In many organisations team work simply means a group of people who work alongside each other, answer to the same line manager and get along. It’s the absence of conflict. It’s everyone pulling their weight and doing their bit.
What happens when someone makes a mistake that reflects badly on the team or causes a major setback in the work of the team? If a member of the team is under extra pressure due to a revised deadline, increased workload , change in home circumstances or having to deal with a situation they have no previous experience of, does any one notice, is it down to the line manager to sort out? You really don’t know the strength of team work until it’s tested. Real teamwork involves caring about the other members of the team, if some one is having a hard time people notice and they step into help. This is where team work overlaps with mental wellbeing and why mental welling is not just the responsibility of the line manager and HR.

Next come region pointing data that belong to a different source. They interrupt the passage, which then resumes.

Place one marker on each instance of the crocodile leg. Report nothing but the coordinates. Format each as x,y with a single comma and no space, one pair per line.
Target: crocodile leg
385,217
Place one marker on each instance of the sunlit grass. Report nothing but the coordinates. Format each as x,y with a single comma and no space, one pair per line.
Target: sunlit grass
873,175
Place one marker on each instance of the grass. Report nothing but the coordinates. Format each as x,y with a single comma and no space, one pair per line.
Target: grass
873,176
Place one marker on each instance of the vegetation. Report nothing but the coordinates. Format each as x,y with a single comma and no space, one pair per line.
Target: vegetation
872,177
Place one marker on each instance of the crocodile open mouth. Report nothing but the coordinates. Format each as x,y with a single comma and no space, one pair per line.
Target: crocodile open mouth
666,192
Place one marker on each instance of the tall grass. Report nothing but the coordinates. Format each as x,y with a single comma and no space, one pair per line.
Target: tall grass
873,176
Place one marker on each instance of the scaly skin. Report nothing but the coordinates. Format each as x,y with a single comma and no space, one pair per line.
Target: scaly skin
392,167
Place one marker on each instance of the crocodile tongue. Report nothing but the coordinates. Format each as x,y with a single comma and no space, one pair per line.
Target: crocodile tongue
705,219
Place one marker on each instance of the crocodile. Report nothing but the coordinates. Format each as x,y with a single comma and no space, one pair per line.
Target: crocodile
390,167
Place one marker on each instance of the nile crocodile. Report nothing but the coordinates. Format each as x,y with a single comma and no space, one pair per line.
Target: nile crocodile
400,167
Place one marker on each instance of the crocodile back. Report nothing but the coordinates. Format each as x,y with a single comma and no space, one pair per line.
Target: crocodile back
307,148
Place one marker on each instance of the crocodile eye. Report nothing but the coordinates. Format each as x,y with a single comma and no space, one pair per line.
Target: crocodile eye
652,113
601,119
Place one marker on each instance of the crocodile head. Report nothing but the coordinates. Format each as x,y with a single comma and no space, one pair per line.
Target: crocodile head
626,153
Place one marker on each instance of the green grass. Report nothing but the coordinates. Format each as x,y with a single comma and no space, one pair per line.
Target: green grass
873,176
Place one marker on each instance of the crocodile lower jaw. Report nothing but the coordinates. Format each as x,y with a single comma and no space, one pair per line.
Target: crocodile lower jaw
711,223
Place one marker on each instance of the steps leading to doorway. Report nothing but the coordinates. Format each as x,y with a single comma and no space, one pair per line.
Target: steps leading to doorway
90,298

Managers are best placed to spot someone having health problems or suffering stress but have they the skill and confidence to sensitively discuss this with the individual. Increased workloads are reported to be the biggest source of stress so the manager expected to support the individual is probably allocating the increased workload. The second most frequently reported cause of destructive stress is management style. The manager is not seen as supportive or understanding, is unwilling to adjust workloads, even temporarily and imposes, what appear to be arbitrary deadlines, is not interested in home circumstances or what’s involved in juggling caring responsibilities and is generally in flexible. But it’s to easy to blame line managers who may themselves be under tremendous pressure and unreasonable demands. Organisations should invest in training to give managers the skill , knowledge and confidence to have empathetic conversations with team members and signpost where appropriate to expert sources of health support.
The best managers find ways to support and take the pressure off. However this often involves other members of the team agreeing to take on some extra work or provide time and expertise , hence my staring point that real team work is where your fellow team members spot you are struggling and step in to help out ( with out you having to ask).